И вот после этой ночи Анатолий Васильевич вышел на улицу вместе с Михаилом Кольцовым.
«Мне интересно было узнать,— вспоминает Кольцов,— что же у него осталось от этого утомительного сражения. Но он сказал только: «Вы заметили, что Маяковский как-то грустен? Не знаете, что с ним такое?..» И озабоченно добавил: «Надо заехать к нему, подбодрить»2. Между тем Маяковский, увлеченный полемикой, высказывался о драматургии Луначарского особенно резко.
Но это было позднее, когда Анатолий Васильевич переехал в Москву, а тогда, в восемнадцатом году в Петрограде, мне
________________
1М. Кольцов. Литературные портреты.
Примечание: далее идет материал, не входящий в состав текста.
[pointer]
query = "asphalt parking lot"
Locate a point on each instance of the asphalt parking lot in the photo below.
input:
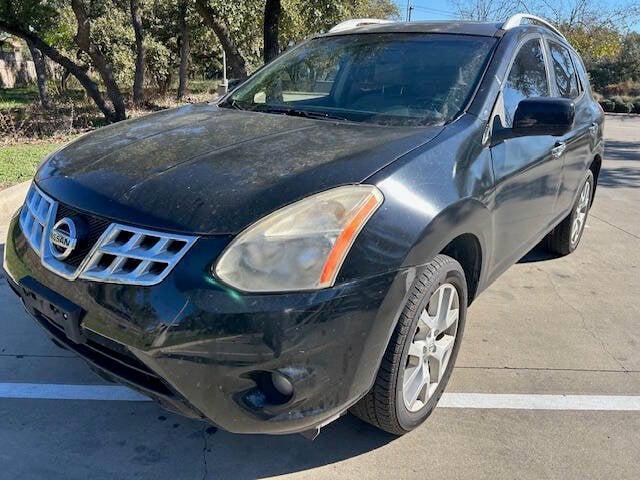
(551, 327)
М., 1956, с 21
2Там же.
387
довелось слышать его публичные выступления всего лишь три-четыре раза, не больше, но и этого было достаточно, чтобы понять и почувствовать, каким огромным обладал он талантом пропагандиста, оратора, мастера импровизированной речи. Все его речи, которые приходилось мне слушать (и в Петрограде и позднее в Москве), были в полном смысле этого слова экспромтами. Помню, ранней весной в восемнадцатом он собрался было ехать на Петроградскую сторону — к Горькому. Мне тоже нужно было в те края, и я напросился в попутчики. Невдалеке от Троицкого моста в машину вскочил какой-то кудлатый седой человек без шапки, в полувоенной тужурке и, сильно жестикулируя, обратился к Луначарскому с просьбой, чтобы тот сию же минуту повернул на Васильевский по экстренно важному делу. Машина мгновенно изменила маршрут, человек сел рядом с Луначарским, и через четверть часа мы уже взбегали по трапу на большую баржу, пришвартованную к невскому берегу. Баржа была набита молодыми людьми, которые, кажется, отправлялись на фронт. Они были чем-то обижены и встретили Луначарского неприязненно. Сначала их урезонивал седой и кудлатый, но из его уст вылетали одни лишь митинговые штампы, которые уже набили оскомину. Его убогая казенная речь была прослушана с унылым равнодушием. Можно было подумать, что он затем и отбарабанил ее, чтобы задушевные слова Луначарского прозвучали еще задушевнее.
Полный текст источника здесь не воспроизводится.